# Model processing

In order to understand some of the model specification options it is necessary to know a little about how PSICS operates on a model to perform stochastic calculations. This section summarizes the key stages in the process. The numerical methods section provides more details on the calculation stage.

The input model specification is processed sequentially through the following stages, beginning with reading the XML files, and ending with writing the desired output to text and binary files for independent visualization and analysis.

## Specification reading and dereferencing

The first step is to read the input model and find all the components it needs. In this context, the term "dereferencing" refers to the process of finding an actual component (such as an ion channel model) given its name. This is really only of interest to the user if it doesn't work - either by not finding a component at all or by finding the wrong one.

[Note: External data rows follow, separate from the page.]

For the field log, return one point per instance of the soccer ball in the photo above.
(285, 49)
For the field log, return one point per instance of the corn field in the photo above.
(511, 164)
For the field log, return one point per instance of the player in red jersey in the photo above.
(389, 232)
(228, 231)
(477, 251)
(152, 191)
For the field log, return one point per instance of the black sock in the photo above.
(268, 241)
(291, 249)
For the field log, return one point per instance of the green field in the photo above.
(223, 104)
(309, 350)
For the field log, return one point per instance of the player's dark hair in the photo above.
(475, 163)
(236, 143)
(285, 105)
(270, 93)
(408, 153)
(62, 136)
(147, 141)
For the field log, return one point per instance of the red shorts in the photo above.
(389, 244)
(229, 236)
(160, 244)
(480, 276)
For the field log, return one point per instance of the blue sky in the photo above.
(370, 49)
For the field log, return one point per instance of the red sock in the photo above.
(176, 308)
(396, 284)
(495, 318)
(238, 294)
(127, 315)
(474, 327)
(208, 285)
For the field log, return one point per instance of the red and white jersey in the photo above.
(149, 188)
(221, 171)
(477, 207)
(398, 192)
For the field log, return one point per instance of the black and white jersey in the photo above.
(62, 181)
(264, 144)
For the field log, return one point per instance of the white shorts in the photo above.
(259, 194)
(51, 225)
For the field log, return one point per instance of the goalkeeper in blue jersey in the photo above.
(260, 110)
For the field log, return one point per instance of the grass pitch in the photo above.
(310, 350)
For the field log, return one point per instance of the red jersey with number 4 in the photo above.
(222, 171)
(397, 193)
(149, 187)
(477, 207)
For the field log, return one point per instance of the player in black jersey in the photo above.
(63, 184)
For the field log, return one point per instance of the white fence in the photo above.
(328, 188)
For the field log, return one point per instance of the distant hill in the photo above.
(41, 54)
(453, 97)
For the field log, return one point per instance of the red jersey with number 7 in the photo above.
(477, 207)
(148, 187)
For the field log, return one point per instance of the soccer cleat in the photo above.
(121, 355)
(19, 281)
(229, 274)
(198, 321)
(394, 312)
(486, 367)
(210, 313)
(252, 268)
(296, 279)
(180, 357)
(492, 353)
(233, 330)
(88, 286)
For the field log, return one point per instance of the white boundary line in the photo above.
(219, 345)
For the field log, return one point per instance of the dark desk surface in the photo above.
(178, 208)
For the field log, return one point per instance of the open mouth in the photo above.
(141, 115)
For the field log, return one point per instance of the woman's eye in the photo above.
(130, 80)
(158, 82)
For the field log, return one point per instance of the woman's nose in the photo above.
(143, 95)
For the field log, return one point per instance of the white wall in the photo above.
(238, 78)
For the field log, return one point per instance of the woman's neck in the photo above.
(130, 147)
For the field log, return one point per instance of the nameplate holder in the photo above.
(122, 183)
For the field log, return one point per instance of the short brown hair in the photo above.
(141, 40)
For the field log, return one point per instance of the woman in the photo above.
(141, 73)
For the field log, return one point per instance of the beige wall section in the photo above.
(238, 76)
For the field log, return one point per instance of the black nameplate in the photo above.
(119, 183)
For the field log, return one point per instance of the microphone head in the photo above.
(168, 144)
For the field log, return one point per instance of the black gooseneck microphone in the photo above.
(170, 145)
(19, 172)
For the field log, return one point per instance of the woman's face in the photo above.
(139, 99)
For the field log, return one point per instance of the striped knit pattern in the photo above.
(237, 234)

Each component that is referred to from elsewhere must have an "id" attribute (as in '<KSChannel id="Kdr" ...'). In general, the id should be the same as the file name for the component. When a component is referred to from elsewhere the id (not the file name) is used to identify it. By default, PSICS always looks in the current folder for components, and by adding "ModelFolder" elements to the main run file you can tell it to look in other folders too.

Model components that are referred to by their id do not have to be "top level" components defined in separate files: subcomponents of models can also have their own ids and be referred to from elsewhere. This is used, for example, in setting up channel distributions where you can define a few standard distribution rules, and then, for each channel population, say which rule applies. It is also used for parameter sweeps where a series of runs are performed for different values of a selected parameter. The quantity to be varied is specified by he id if the component it belongs to followed by the name of the parameter.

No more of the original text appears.